Claverie Pierre ; Gustavson Eric ; Meyer Anne-Cath
Né en Algérie en 1938, de parents pieds-noirs établis depuis plusieurs générations, Pierre Claverie quitte son pays natal à l'âge de dix-neuf ans pour entreprendre des études universitaires en France. Dix ans plus tard, après être devenu religieux dominicain, il rentre en Algérie, se lance avec enthousiasme dans la découverte de la société algérienne et devient progressivement cet " homme des deux rives ", capable de goûter et de faire aimer la saveur des différences.

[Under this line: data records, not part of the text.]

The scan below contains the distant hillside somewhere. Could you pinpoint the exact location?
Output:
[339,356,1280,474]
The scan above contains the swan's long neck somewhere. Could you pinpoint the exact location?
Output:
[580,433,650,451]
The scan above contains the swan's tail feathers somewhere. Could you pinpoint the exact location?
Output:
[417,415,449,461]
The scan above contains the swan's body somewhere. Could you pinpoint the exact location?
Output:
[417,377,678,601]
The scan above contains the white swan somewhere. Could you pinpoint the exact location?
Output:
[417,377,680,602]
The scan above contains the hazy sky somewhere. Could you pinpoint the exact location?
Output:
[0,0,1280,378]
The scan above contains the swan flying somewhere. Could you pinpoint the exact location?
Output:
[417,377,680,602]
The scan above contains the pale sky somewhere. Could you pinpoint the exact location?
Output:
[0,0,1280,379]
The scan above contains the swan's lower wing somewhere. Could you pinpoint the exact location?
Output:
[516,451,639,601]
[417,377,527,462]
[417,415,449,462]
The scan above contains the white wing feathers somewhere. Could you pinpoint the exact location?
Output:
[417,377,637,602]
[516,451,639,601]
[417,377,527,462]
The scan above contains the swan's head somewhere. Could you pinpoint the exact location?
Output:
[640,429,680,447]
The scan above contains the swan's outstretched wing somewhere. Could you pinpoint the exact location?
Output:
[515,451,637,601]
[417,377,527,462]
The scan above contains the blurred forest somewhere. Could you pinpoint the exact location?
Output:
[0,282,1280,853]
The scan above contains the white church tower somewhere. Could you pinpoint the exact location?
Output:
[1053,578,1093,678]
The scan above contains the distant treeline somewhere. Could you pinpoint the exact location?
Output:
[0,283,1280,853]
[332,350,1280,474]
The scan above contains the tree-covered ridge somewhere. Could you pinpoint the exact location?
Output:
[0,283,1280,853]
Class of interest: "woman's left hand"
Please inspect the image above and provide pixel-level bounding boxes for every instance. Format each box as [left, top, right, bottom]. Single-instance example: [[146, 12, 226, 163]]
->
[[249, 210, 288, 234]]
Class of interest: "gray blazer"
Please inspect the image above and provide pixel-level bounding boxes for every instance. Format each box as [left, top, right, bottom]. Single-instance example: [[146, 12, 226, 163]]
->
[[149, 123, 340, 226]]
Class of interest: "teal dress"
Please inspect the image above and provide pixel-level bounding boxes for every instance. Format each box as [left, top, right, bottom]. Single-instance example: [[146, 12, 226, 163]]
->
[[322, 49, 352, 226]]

Nommé évêque d'Oran en 1981, Pierre Claverie s'engage à fond dans le combat pour une Algérie fraternelle et ouverte lorsque, à partir de 1990, celle-ci est confrontée à la violence. 11 est assassiné le 1er août 1996, comme le furent beaucoup d'autres Algériens, connus ou anonymes, ainsi que plus d'une vingtaine de religieuses et religieux. A partir de 1957, quand Pierre Claverie part pour la France, les quatre membres de la famille (le père, la mère, Pierre et sa sœur Anne-Marie) s'écrivent : une lettre par semaine et cela pendant quarante ans ! Le premier volume de la correspondance (1967-1969), intitulé Il est tout de même permis d'être heureux, exprimait l'optimisme fondamental de Pierre Claverie et de sa famille. Durant les années que couvre le deuxième volume (1969-1975), Pierre fait l'expérience des complexités et tiraillements de la vie. Il parle de Cette contradiction continuellement vécue - titre donné à ce volume -, de cette tension qu'il vit, douloureusement et avec profit à la fois, entre son désir d'une vie intérieure en retrait du monde et les exigences d'une vie active, de plus en plus tournée vers l'extérieur : enseignant, conseiller de l'évêque de Constantine, Mgr Scotto, directeur des Glycines, centre d'études diocésain à Alger... Nous avons là un document exceptionnel et rare, non pas seulement à cause de la personnalité d'un des protagonistes, du lieu où il vivait et où il s'est impliqué comme religieux puis comme évêque, mais aussi par l'originalité et par les qualités littéraires de cette correspondance familiale.
Ce texte est destiné aux chrétiens et aux chrétiennes ayant déjà une formation de base, mais surtout confrontés aux questions et aux interpellations d'un environnement musulman.